Why is this a problem for us? I am self-employed. Our total 2016 household income is about $60,000. If we all applied for a plan through the health insurance marketplace, I'd get a subsidy and could insure my entire family for $260/month in a high deductible plan. High deductible plans, in case you didn't know, aren't that bad in the post-ACA/Obamacare world. The highest individual deductible allowed by law is < $7K. Young, healthy mustachians like us would definitely prefer the $260/month plan to the $520/month plan offered through my wife's employer.

But it looks like we won't qualify for the subsidy since we're "eligible" for coverage through my wife's employer – even though our household income is within the window of qualification for ACA subsidies.

Thoughts? Is there any way we can legally forgo the insurance offered by my wife's employer and take the subsidized HDHP through the health insurance marketplace?

If not, this would seem to be an enormous flaw in the law.

I'm going to answer my own question.
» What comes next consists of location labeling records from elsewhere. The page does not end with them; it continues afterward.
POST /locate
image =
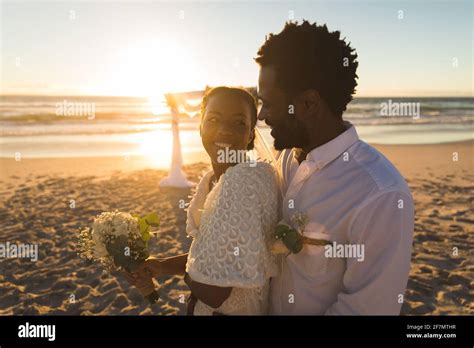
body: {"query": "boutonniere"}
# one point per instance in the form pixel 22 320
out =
pixel 290 240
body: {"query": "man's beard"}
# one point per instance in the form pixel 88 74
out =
pixel 290 135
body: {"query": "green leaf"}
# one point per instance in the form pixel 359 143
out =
pixel 281 231
pixel 293 241
pixel 152 219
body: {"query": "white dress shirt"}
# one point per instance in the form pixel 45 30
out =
pixel 353 196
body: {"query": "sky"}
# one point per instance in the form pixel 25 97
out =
pixel 147 48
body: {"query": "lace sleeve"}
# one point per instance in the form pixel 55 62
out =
pixel 231 249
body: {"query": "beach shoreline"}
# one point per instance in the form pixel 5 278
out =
pixel 36 207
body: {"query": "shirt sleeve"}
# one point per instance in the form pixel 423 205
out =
pixel 376 284
pixel 231 250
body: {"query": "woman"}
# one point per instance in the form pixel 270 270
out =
pixel 231 216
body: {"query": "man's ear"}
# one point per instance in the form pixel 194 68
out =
pixel 312 100
pixel 307 104
pixel 252 138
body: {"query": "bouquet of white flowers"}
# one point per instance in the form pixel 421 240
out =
pixel 119 241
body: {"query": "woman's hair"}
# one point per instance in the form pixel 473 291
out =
pixel 235 92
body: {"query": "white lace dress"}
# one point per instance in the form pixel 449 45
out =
pixel 231 228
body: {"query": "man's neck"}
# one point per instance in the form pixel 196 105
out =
pixel 329 132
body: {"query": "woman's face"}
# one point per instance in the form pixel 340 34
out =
pixel 227 122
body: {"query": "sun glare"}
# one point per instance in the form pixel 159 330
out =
pixel 151 68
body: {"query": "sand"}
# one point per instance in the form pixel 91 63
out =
pixel 36 207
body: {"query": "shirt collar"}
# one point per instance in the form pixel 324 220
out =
pixel 326 153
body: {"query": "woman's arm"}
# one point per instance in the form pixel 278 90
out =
pixel 211 295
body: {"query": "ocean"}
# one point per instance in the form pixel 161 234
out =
pixel 67 126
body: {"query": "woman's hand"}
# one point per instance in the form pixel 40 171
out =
pixel 142 277
pixel 152 267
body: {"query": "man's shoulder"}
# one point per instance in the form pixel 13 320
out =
pixel 382 171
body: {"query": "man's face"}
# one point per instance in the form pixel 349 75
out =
pixel 287 130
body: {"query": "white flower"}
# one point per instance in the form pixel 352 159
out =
pixel 278 247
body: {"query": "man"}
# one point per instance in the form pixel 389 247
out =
pixel 353 197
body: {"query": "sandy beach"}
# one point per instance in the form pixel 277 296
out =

A little research yields this:

http://www.healthaffairs.org/healthpolicybriefs/brief.php?brief_id=129

It's the so-called "family glitch." Eligibility for subsidies is determined based on the cost of employee-only coverage and doesn't account for the significantly higher cost of family coverage.

So I'm basically shit out of luck unless I lie about our eligibility for employer coverage on my Marketplace application.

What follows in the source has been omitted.